Google Kubernetes Engine のサポート

Google Kubernetes Engine(GKE)は、高度なコンテナ オーケストレーションを求める組織向けの主要プラットフォームであり、最高レベルの信頼性、セキュリティ、スケーラビリティを実現しています。GKE は C2D VM をサポートしており、コンテナ化されたワークロードを最大限に活用できます。C2D 第 3 世代 EPYC CPU ベースの VM を GKE クラスタに追加するには、GKE ノードプールで C2D マシンタイプを選択します。

Confidential Computing(近日公開)

Confidential Computing は、使用中のデータを保護するための業界全体の取り組みで、処理中のメモリ内のデータの暗号化などが含まれます。Confidential Computing を使えば、最も機密性の高いアプリケーションやサービスを C2D VM 上で実行できます。
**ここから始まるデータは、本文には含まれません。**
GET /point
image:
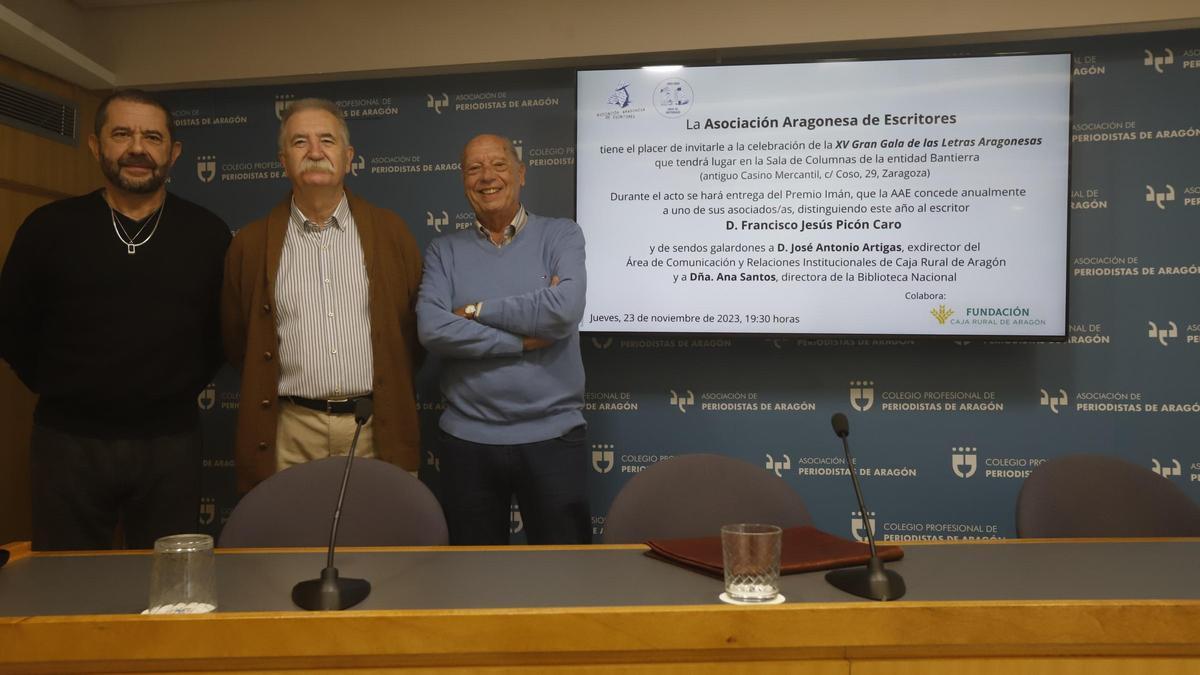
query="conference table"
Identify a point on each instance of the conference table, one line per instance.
(972, 607)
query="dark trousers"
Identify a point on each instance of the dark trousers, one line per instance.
(82, 488)
(549, 479)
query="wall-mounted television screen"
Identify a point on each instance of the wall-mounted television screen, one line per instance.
(898, 197)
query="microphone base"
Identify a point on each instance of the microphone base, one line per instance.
(330, 592)
(871, 581)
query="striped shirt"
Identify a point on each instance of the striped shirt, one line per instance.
(323, 310)
(509, 232)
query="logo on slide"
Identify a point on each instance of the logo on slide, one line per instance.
(672, 97)
(207, 167)
(858, 527)
(603, 458)
(964, 461)
(208, 398)
(1167, 471)
(1054, 401)
(621, 96)
(942, 314)
(682, 402)
(779, 466)
(208, 511)
(435, 221)
(862, 395)
(281, 103)
(1158, 198)
(1163, 334)
(436, 105)
(1152, 59)
(515, 523)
Google は、AMD のセキュリティ機能である Secure Encrypted Virtualization(SEV)を用いて、GKE、Dataproc などの Confidential Computing VM インスタンスやサービスのポートフォリオの提供に取り組んでいます。この最新世代の AMD EPYC™ プロセッサを使用した SEV を近日中にサポートし、セキュリティ機能を今後さらに追加していく予定です。

今すぐ C2D の利用を開始する

C2D インスタンスは、現在、us-central1(アイオワ)、asia-southeast1(シンガポール)、us-east1(サウスカロライナ)、us-east4(北バージニア)、asia-east1(台湾)、europe-west4(オランダ)といった世界中のリージョンで提供されています。さらに、今後数か月以内に他のリージョンでもご利用可能になります。C2D インスタンスは Spot VM として、予約を用いてオンデマンドに利用できます。さらに、1 年間または 3 年間の確約利用割引(CUD)を購入することで、さらなるコスト削減を実現できます。C2D インスタンスの利用を開始するには、Google Cloud Console で新しい VM または GKE ノードを作成する際に、C2D オプションを選択するだけです。